Thanks for your comments. I agree that there should be an optimum grid
resistance value (even if rather dull), but in my case the optimum
occurs at zero grid resistance.

Let me report you some tests I have made, increasing the grid resistance
in steps (starting from R=0) and then re-adjusting the drive power each
time (and also re-optimizing the Pi-network controls):

- increasing the grid resistance and then adjusting the drive power so
as to keep the GRID current constant, the plate current - and hence the
output power - decreases. Therefore, to obtain maximum output power, the
grid resistance must be zero

- conversely, increasing the grid resistance and then adjusting the
drive power so as to keep the PLATE current constant, the output power
remains about the same for a quite wide range of grid resistance values
(except when resistance becomes very high). It should be noted that,
increasing the grid resistance at constant plate current, the grid
current increases significantly, to the extent that, for fairly high
grid resistance values, the grid current gets beyond the allowable limit.

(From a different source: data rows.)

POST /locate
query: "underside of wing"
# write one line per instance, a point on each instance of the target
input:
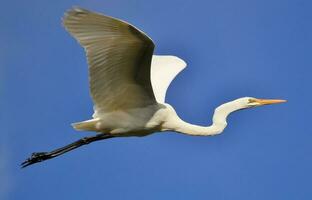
(163, 70)
(119, 57)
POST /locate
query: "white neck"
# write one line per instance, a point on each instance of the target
(218, 125)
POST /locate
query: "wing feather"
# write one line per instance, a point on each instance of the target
(119, 57)
(163, 70)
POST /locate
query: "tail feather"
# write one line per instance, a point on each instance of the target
(89, 125)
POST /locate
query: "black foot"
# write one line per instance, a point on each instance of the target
(36, 157)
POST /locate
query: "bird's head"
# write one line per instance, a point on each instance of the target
(249, 102)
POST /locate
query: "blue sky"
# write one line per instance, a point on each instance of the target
(233, 49)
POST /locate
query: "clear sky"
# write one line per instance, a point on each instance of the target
(259, 48)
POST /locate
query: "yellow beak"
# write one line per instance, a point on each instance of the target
(269, 101)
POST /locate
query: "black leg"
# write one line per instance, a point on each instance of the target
(41, 156)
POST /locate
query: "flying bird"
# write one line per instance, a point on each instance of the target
(128, 84)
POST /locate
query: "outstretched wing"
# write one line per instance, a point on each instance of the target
(119, 57)
(163, 70)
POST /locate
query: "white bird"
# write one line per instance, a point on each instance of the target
(128, 84)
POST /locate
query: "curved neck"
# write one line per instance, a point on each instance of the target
(218, 122)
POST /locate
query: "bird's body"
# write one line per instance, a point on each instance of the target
(128, 84)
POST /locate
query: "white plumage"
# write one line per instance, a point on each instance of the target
(128, 84)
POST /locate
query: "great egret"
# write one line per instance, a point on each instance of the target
(128, 84)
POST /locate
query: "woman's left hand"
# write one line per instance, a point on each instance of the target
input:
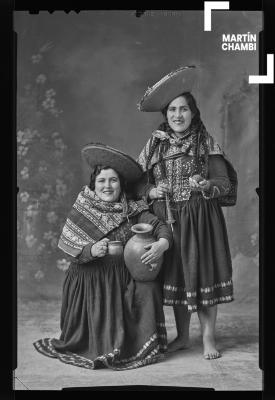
(204, 184)
(155, 251)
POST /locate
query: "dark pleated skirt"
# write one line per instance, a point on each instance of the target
(108, 319)
(197, 270)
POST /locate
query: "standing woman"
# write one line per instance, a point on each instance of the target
(107, 318)
(186, 179)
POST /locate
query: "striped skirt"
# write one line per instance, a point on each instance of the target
(197, 270)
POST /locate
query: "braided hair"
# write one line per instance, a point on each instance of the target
(196, 126)
(123, 196)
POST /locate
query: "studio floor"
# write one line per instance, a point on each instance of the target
(237, 338)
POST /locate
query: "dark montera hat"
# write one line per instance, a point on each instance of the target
(168, 88)
(100, 154)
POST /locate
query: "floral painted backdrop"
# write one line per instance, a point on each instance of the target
(45, 175)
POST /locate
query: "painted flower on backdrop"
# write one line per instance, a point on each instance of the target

In conclusion, it looks like the final stage operates best at zero grid
resistance:

- no efficiency loss
- minimum grid current for a given ouptut power.

In such conditions, the tube operates in class B (the fixed -33V bias
causes an idling plate current of about 10 mA), with a circulation angle
of more than 180 degrees. Increasing the grid resistor causes a
reduction of the circulation angle, with no practical benefit and some
drawbacks.

Where has the class-C efficiency advantage gone?

73

Tony I0JX

The advantage of class C isn't necessary greater efficiency. By
reducing the conduction angle the tube is drawing current for a short
period of time and therefor can run cooler. It also means that the tube
can be run at a bit higher power level than it could in class B since
the AVERAGE power dissipated is the same. HOWEVER the duty cycle of
both the time transmitting vs not transmitting and that of the signal
also play a role. In other words a class C CW transmitter in theory
could be run at higher power than a class C FM phone transmitter (even
though both are usually run at the same typical parameters) since the
tube can cool between elements on CW, while FM is key down forever.
Also class B audio has a different duty cycle than a class B RF linear
amplifier running FM (don't need to be linear for FM 'thou).

In the 30's there was an article in QST on how someone ran a 200 watt
tube at a KW CW. It worked because of CW's short duty cycle, but the
editor suspected 'short dashes'.